Poetry SAVED my Life
Writing poetry is the same as wielding a magic wand.
I was never good with words when I was in elementary, let alone during my first year in high school. I spoke English a lot but it was so broken that anyone could barely understand me. All I had going for me was that I was good at Mathematics, and that was about it. I had a passion for writing since I was a campus journalist since 6th grade but among my colleagues, I barely had any specialty. I was ping-ponging around different categories with seemingly no chances for success. I kept asking myself, what was left for me?
A core memory from 7th grade was when I reported in front of the class with one of my close friends. The subject was Science but I forgot the specific topic we were reporting. The reason this was a core memory is because both me and my friend failed miserably while reporting. We weren’t able to introduce the topic properly, we stuttered a lot, we froze at certain points, and the embarrassment was so massive that it made us both shiver. And then, like a fisherman karate chopping a squid for the second time to make sure it’s dead, our teacher told us to sit down as she took over the discussion. I had my head bowed down the entire time.
Where does poetry come into all of this? Well, it’s a long story tied to a specific person but to generalize, I was beaten down by life over and over and all the wounds stayed inside. It was like an investment but for pain and suffering without any way of selling those stocks. Not until poetry came into my life. Introduced by one of my former best friends, poetry was the light bulb to a dim-lit room; poetry was the perfect outlet for a very specific type of power cord; poetry was the value of a missing variable in a math equation. Poetry became a weapon that I wielded to battle the strongest demons inside the labyrinth of my mind.
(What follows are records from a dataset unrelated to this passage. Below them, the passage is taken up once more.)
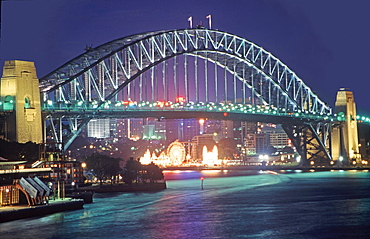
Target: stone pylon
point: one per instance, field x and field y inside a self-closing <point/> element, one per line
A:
<point x="345" y="136"/>
<point x="20" y="97"/>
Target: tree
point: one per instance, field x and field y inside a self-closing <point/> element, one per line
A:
<point x="103" y="166"/>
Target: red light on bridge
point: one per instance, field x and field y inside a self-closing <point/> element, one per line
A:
<point x="180" y="99"/>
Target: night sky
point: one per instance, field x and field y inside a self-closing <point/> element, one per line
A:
<point x="325" y="42"/>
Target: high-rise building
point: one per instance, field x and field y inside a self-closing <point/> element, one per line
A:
<point x="98" y="128"/>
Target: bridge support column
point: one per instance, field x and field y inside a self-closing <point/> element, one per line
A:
<point x="20" y="97"/>
<point x="310" y="143"/>
<point x="345" y="140"/>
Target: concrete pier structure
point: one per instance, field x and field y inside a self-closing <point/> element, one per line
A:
<point x="345" y="136"/>
<point x="20" y="97"/>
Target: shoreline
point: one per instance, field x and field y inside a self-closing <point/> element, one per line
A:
<point x="12" y="213"/>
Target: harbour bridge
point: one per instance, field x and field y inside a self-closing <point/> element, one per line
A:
<point x="188" y="73"/>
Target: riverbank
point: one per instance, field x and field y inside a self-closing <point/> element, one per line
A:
<point x="119" y="187"/>
<point x="11" y="213"/>
<point x="268" y="167"/>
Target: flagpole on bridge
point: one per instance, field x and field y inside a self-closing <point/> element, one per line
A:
<point x="209" y="21"/>
<point x="190" y="19"/>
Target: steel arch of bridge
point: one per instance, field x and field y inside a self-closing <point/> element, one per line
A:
<point x="101" y="73"/>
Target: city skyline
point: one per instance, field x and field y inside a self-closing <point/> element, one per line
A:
<point x="312" y="38"/>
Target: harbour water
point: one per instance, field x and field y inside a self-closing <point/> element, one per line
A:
<point x="232" y="204"/>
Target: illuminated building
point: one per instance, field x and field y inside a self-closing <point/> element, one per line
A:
<point x="345" y="137"/>
<point x="20" y="96"/>
<point x="98" y="128"/>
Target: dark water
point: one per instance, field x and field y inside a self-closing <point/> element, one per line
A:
<point x="232" y="205"/>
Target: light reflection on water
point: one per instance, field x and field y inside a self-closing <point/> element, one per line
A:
<point x="233" y="204"/>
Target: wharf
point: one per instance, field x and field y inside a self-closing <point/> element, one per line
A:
<point x="11" y="213"/>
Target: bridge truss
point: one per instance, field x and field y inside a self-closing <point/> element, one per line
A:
<point x="190" y="69"/>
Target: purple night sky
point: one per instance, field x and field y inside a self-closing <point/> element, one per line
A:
<point x="326" y="43"/>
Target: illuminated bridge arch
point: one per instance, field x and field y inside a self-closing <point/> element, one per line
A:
<point x="101" y="72"/>
<point x="156" y="67"/>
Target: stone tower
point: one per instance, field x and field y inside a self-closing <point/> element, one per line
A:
<point x="345" y="138"/>
<point x="19" y="92"/>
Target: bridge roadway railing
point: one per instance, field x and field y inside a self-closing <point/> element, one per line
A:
<point x="120" y="109"/>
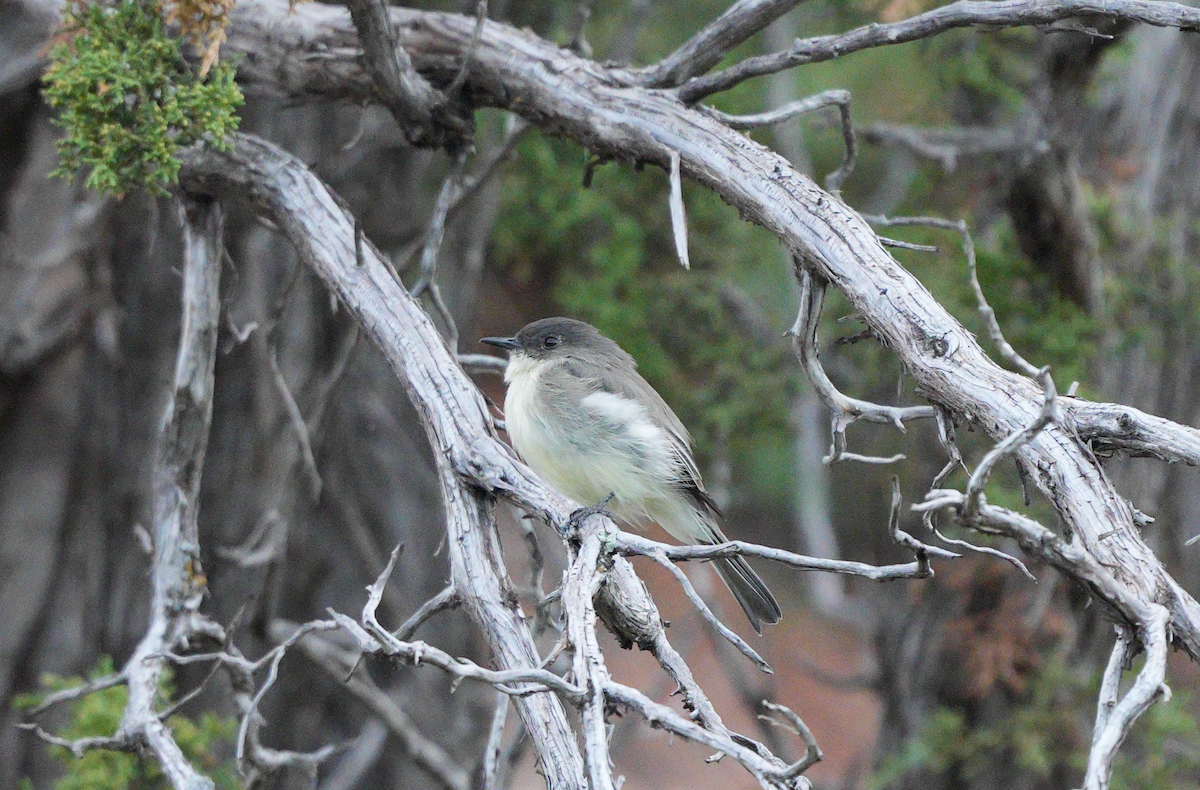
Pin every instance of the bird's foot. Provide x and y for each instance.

Don’t be afraid, as long as you’re not wrong
When you’re a mess, stay calm, you can be redrawn
When confused, listen to your favorite song
Don’t be afraid tonight, your worries’ll be gone
It’ll be alright, every night gives way to dawn
(an excerpt from a poem I wrote entitled “Every night gives way to dawn”
What poetry specifically gave to me was a way to handle the pent-up emotions I had inside me from all the years of my existence. It was like being granted the “PokeFlute” to wake up Snorlax and continue with my journey on Pokemon FireRed. Through poetry, I managed to carve words that would have their personal shape, representing all the things swirling inside me. I was sad. Poetry. I was happy. Poetry. I was in love? Poetry. Did I hate somebody? Poetry. I’m telling you, I felt like I was casting spells the way I was writing my poems.
I owe it to poetry that my mind is as stable as it is now. But this is not to say that I’m in perfect condition, that I’m 100% alright with my life right now. Obstacles will keep coming that not even poetry will be able to solve. However, that doesn’t take away from the importance of poetry in my life. Without it, I never would’ve mustered the courage to pursue other things in life. Here’s a sample poem that I wrote all about being more appreciative of what you have:
Special
Striving to be special
Striving to be someone
Rejecting to be normal
Inquiring from where others have been
Blindly reaching for something
Forgetting to look from within
It’s tough to be overtaken
Though it’s not a race
Different times for others to awaken
Gifted traits aren’t special
Character is what defines
In a world driven by desires
Your life’s in your hands
Choose who you are
But don’t forget your name
Notice your circle’s presence
The answer that you seek
Is within their circumference
I wrote this at a time when I felt like I was being more and more distant from my friends. Then, I came across a video that talked about being satisfied with what you have is more important than obsessing over what you want to eventually have. I decided to turn it into a poem despite mixed feelings towards the sentiment. And that is another beauty of poetry. I can write even the opposite of whatever my current emotion is. I am able to comfort myself through poetry by opening myself to another point of view.
In conclusion, anyone who loves poetry as much as I do, continue your passion, people! Nothing hurts me more than seeing people lose their burning desire to express their personal butterflies. Don’t let this be the end of the road for you, poets, imagine, experience, feel, and create. Wave your magic wands and enchant that blank piece of paper with your sparkling words.